Today a marathon is running through my neighborhood. Lance and I watched the lead runners pass the 14-mile mark. The lead female runners—two unbearably skinny women—one right on the heels of the other, came just a couple of minutes after the lead male runners. The gap is closing fast. They were all running sub-five-minute miles.
When I watch these elite runners go by, it seems I am in the presence of super humans. The cyclists buzz all around the front runners to make sure nothing happens to their delicate ankles on the course, I guess. The guys on bikes have to pound just to keep up with the athletes on foot.
I enjoy watching these elite runners because they run on ordinary streets in my ordinary neighborhood. It’s a very different experience than seeing the Olympic downhill skiers race on TV. Or even being in the Dome for a Saints game. In the latter example, although I am technically seeing these athletes in person (definitely more exciting than TV), there is so much distance, noise, people, equipment, rows and rows of stands, cameras, coaches staff, between us that we might as well be on different planets. In those instances I don’t get a lived sense of the athlete in the way I do when I stand on Esplanade Avenue at 8:00 in the morning and see a sinewy man run really fast. His quadriceps bunch, the sweat flies from his chin, his face twists in a grimace. Is it ecstasy? Pain? Hard to be sure, but it’s definitely something out of ordinary human experience. He moves at such a clip that the men on bikes have to hustle to keep pace, and I have to drink in every detail of his exertion in a flash that goes so fast, I almost wonder if I really saw it.
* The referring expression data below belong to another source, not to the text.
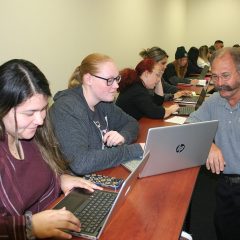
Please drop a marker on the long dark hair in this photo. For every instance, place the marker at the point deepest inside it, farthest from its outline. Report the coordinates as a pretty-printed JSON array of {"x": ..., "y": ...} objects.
[{"x": 19, "y": 81}]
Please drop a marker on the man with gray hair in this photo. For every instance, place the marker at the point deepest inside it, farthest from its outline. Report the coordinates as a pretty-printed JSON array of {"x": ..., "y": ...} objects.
[{"x": 224, "y": 156}]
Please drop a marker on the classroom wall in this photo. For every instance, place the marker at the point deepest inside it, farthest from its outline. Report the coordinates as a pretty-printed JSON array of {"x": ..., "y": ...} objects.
[{"x": 57, "y": 34}]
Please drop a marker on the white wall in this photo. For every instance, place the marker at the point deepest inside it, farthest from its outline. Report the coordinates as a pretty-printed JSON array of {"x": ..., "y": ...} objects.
[
  {"x": 57, "y": 34},
  {"x": 209, "y": 20}
]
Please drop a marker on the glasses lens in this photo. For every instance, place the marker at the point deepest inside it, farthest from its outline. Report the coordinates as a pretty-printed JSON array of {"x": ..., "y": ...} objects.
[{"x": 110, "y": 81}]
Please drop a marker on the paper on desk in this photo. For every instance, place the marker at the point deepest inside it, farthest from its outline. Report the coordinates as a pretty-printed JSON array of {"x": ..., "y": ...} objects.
[
  {"x": 176, "y": 119},
  {"x": 202, "y": 82}
]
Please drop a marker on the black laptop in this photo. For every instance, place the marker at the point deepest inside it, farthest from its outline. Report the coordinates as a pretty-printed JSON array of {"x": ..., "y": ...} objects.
[{"x": 96, "y": 209}]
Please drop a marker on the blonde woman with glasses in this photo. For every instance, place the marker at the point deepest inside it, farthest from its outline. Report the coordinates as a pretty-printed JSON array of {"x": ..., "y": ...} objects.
[{"x": 93, "y": 132}]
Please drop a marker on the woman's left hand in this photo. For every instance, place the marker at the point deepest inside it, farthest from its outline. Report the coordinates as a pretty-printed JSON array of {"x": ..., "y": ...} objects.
[
  {"x": 113, "y": 138},
  {"x": 68, "y": 182}
]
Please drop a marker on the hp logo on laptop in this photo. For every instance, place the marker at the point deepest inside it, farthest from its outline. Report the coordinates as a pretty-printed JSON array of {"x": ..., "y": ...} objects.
[{"x": 180, "y": 148}]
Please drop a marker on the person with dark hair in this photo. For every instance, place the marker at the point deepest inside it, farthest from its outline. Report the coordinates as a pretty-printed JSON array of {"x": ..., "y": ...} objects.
[
  {"x": 176, "y": 71},
  {"x": 203, "y": 59},
  {"x": 218, "y": 44},
  {"x": 224, "y": 156},
  {"x": 33, "y": 171},
  {"x": 161, "y": 57},
  {"x": 193, "y": 68},
  {"x": 134, "y": 97},
  {"x": 94, "y": 133}
]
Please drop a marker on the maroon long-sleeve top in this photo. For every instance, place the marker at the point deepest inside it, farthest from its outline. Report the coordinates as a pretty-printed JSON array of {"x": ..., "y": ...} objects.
[{"x": 25, "y": 185}]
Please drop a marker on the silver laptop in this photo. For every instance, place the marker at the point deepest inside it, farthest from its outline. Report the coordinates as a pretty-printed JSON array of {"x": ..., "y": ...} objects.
[
  {"x": 194, "y": 99},
  {"x": 178, "y": 147},
  {"x": 93, "y": 215}
]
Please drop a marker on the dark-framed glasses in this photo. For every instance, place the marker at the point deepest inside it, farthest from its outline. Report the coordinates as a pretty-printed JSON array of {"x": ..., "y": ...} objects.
[
  {"x": 224, "y": 76},
  {"x": 110, "y": 81}
]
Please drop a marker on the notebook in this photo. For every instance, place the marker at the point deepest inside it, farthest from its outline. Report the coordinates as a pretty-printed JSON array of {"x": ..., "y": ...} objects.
[
  {"x": 178, "y": 147},
  {"x": 188, "y": 109},
  {"x": 78, "y": 200}
]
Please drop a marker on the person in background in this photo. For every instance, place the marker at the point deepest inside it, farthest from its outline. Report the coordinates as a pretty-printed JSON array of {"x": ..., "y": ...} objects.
[
  {"x": 236, "y": 45},
  {"x": 32, "y": 169},
  {"x": 94, "y": 133},
  {"x": 176, "y": 71},
  {"x": 193, "y": 68},
  {"x": 218, "y": 44},
  {"x": 134, "y": 97},
  {"x": 203, "y": 58},
  {"x": 224, "y": 156},
  {"x": 161, "y": 57}
]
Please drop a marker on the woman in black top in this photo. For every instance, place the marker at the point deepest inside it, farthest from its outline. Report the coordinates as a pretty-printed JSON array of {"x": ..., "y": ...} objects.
[{"x": 134, "y": 97}]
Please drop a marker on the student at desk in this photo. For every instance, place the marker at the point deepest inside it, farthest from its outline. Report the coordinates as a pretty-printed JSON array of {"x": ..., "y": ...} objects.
[
  {"x": 93, "y": 132},
  {"x": 134, "y": 97},
  {"x": 161, "y": 57},
  {"x": 176, "y": 71},
  {"x": 193, "y": 68},
  {"x": 224, "y": 156},
  {"x": 32, "y": 168}
]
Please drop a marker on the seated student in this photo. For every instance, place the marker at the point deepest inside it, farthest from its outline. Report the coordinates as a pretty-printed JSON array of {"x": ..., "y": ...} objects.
[
  {"x": 134, "y": 97},
  {"x": 93, "y": 132},
  {"x": 161, "y": 57},
  {"x": 33, "y": 170},
  {"x": 203, "y": 58},
  {"x": 236, "y": 45},
  {"x": 176, "y": 71},
  {"x": 193, "y": 68}
]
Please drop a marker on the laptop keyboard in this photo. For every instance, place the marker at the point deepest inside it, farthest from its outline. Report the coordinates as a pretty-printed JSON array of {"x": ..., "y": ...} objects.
[
  {"x": 95, "y": 210},
  {"x": 132, "y": 165},
  {"x": 186, "y": 110},
  {"x": 191, "y": 99}
]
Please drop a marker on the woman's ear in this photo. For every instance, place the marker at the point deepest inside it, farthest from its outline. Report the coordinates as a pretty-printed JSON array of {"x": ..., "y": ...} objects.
[{"x": 88, "y": 79}]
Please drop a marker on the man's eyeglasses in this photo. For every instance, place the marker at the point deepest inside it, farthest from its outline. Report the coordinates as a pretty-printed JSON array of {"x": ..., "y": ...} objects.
[
  {"x": 110, "y": 81},
  {"x": 224, "y": 76}
]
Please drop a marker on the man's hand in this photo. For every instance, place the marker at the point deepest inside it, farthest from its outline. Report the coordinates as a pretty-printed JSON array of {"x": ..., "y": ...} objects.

Esplanade Avenue is mostly empty, save for me, Lance and a man taking pictures as he waits for his wife, running in the half-marathon to come by. She will arrive much later in the pack. Most of the people who live on Esplanade Avenue are still asleep, I imagine, or just pouring their coffee. They may never know that some of the fastest men and women in the world have just run past their sleepy bedroom windows. I am reminded of the purity in a good run. You don’t need anything but a pair of sneakers, the road, two good legs . . . decent weather would be nice.
Humans in motion. No, I mean super humans in motion. I can make an effort to finish a 10K without dying. That makes me merely human. When I watch these magical, ropy, ephemeral creatures, I witness a moment of grace. There I see what may be possible in human form. (Not my human form, mind you.) These runners display something extraordinary. They vaguely resemble us fellow humans, our general shape. We have the same number of arms and legs. Yet, they transcend the regular definition of being human. They defy physics and overturn the usual expectation we have of our bodies. They leave us onlookers momentarily amazed. “Look!” is all we can say and point. Quick, before this grace passes. You can miss it, if you’re not paying attention.
Here is a note from Emily.
#787, c. 1863
Such is the Force of Happiness —
The Least — can lift a Ton
Assisted by its stimulus —Who Misery — sustains —
No Sinew can afford —
The Cargo of Themselves —Too infinite for Consciousness’
Slow capabilities.
Emily says, and I agree, that super humans, like those running at the front of the marathon, transcend ordinary physical limits because they have contacted something non-physical. Or extra-physical. Emily calls it happiness. The force of happiness makes a person super human. Anything is possible once the mind finds joy. Or as Huggy Bear once said on “Starsky and Hutch” (my favorite TV show when I was a kid), “When the spirit is willing, the flesh can do all sorts of groovy things.” I don’t know if the philosophy of Huggy Bear was informed by a close reading of Dickinson’s work. I do know that happiness has as much power in the world as a gun, or a car crash, or an earthquake.
The only note I’d add here is that we tend to think of happiness as an accident that happens to us, rather than something we actively create on our own. Thus we remain powerless and weak in despair when considering happiness and its force in the world. In that brain wrinkle, happiness is something that happens to other people, if they’re lucky.
Then I see a runner like the ones I saw today. They get that way by putting on their shoes every day and hitting the road. Happiness or the state of being super human is a practice. It is a cultivated state that accumulates force over time, preparing the body to receive that grace. Unanticipated grace is the other part of this equation, sublime and quickly passing. When a habit of mind meets a world disposed toward movement, anything is possible. You have to be ready.
Ok, love that you used the word ropey and of course I only run if being chased. that said I whole heart-edly stand behind the strong concept of creating one’s happiness, because if you wait for it to land in your lap it might never come and then what? you have wasted your time waiting when you could have been out creating.